Of course, you cannot install east-west-facing solar panels on your roof if it does not already slant in those directions.

“If you look back to systems that were built a few years ago, you would typically find them facing south,” says David Wedepohl, director of communications and markets at the German solar industry association, BSW.

“And now you would typically see new systems on different parts of the roof that in the past you wouldn’t have used. One of the reasons is module prices have come down so significantly that even if you have a lower yield [per kW] it’s still worthwhile doing, particularly if you use the electricity yourself.”

Commercial (flat roofs)

The east-west orientation is also a growing trend on flat commercial and industrial (C&I) rooftops in Germany.

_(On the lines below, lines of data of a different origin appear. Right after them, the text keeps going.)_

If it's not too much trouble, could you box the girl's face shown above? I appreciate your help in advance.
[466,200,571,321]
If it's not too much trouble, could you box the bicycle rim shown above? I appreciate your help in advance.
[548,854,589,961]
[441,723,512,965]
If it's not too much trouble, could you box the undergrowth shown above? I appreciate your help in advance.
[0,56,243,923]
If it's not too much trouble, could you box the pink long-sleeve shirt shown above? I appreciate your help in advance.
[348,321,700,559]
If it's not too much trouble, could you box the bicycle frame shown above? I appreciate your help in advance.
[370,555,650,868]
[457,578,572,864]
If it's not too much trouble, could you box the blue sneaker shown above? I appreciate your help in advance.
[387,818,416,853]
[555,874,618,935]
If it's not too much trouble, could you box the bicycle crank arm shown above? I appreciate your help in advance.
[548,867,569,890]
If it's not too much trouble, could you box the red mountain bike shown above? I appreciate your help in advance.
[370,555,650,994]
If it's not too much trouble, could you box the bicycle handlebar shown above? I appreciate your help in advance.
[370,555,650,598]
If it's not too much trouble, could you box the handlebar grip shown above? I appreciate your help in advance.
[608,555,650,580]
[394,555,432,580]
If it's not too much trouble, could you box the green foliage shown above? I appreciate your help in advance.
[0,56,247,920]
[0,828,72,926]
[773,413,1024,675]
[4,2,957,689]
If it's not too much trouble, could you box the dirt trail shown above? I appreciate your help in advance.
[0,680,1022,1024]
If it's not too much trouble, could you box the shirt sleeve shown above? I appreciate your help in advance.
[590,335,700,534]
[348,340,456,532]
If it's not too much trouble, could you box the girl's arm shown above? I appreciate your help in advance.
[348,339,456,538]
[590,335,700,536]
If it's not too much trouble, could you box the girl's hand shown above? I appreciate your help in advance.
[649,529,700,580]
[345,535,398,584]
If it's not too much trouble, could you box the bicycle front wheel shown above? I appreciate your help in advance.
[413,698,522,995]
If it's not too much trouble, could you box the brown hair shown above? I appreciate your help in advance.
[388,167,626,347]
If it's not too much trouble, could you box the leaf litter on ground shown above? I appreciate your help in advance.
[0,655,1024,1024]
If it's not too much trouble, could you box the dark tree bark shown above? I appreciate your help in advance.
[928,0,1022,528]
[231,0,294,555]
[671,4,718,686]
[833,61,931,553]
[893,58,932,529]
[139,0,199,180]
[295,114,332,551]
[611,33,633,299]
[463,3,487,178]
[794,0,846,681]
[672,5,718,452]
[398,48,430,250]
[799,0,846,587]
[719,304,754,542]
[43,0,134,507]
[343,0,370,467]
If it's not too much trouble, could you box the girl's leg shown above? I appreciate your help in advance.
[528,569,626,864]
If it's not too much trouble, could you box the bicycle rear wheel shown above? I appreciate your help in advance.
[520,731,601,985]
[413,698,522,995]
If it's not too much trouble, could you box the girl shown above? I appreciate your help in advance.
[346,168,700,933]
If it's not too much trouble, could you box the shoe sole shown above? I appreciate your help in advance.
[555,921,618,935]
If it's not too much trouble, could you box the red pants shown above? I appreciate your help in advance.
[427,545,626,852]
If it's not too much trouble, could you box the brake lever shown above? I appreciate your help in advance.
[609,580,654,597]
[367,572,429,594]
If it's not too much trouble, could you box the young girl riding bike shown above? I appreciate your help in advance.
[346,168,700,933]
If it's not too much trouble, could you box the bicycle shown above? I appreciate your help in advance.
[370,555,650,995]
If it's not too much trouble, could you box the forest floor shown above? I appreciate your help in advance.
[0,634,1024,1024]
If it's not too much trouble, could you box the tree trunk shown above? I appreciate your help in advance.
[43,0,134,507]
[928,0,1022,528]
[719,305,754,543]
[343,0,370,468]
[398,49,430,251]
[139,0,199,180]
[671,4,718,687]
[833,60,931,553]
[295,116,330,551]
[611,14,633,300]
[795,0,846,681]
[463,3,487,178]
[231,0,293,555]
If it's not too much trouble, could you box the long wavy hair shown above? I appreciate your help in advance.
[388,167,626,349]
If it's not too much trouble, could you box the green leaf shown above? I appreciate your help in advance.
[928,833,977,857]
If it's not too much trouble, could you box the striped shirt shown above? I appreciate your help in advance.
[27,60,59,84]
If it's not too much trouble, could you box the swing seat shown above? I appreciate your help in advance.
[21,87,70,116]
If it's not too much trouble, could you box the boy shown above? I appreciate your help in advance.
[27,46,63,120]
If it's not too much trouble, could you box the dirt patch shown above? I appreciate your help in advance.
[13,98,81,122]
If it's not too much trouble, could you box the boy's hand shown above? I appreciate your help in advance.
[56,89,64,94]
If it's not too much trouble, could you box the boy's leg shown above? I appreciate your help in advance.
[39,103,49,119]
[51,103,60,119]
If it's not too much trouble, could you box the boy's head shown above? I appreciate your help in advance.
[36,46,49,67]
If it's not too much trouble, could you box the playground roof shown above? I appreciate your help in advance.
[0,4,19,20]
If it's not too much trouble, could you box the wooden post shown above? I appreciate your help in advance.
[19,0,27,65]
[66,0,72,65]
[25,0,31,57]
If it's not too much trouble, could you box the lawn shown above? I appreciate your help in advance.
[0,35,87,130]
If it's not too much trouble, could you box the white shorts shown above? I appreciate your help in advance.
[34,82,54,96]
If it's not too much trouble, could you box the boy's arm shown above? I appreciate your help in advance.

It allows warehouses, factories and offices to cram more panels onto their roofs, while the modules still generate a power curve that closely matches the buildings’ energy needs (as workplaces are usually busiest during the middle of the day), leading to more money-saving self-consumption.

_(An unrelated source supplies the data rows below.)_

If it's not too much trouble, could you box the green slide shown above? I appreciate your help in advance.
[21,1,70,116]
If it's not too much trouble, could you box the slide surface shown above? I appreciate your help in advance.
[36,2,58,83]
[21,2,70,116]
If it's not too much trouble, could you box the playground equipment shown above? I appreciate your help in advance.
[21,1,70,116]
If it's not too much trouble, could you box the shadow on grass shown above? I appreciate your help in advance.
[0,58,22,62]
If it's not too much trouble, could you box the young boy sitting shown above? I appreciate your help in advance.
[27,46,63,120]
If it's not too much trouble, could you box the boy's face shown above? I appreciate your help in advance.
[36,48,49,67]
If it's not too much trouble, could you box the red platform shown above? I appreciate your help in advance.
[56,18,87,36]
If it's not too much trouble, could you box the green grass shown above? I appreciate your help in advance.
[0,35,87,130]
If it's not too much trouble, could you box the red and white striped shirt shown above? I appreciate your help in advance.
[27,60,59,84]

“You can pack more kW of solar modules on a given roof area if you do it in very flat tilt angles; then you can use more or less the whole of the roof area for a PV installation,” says Reise.

“Nowadays, modules are quite cheap and you want to put as many as possible on a given roof because of the other costs for preparation on the roof — for connection, for cabling, this all is fixed — so if you put more modules on, you can save [on the LCoE].”

There are also other advantages for C&I east-west panels. South-facing panels tilted at 30° need heavy concrete ballasts to prevent winds blowing the modules over, or off the roof (fixing directly to the roof is rare as this usually causes waterproofing damage).

Tightly packed, shallow-tilted panels do not require such heavy ballasting, thereby lightening the load on the roof and cutting the per-kW costs.

And despite the extra weight due to the increase in the number of panels, east-west arrays may consequently be lighter than smaller south-facing ones. With C&I roofs generally not built to withstand heavy loads, the east-west orientation could make projects feasible that otherwise wouldn’t be.

Also, in Germany, businesses have to pay a capacity fee for their grid connection, priced according to their peak demand. A high amount of self-consumption will also reduce these costs.

“So if you take it all together — cheaper mounting, better use of area, lighter weight on the roof, there are many factors which may be in favour of east-west systems,” says Reise.

“Up to five years ago, the sector was more oriented around module prices and revenues, and today it’s more about space on the roof. You put all the modules you can on your roof and then look at what you can do with the electricity.”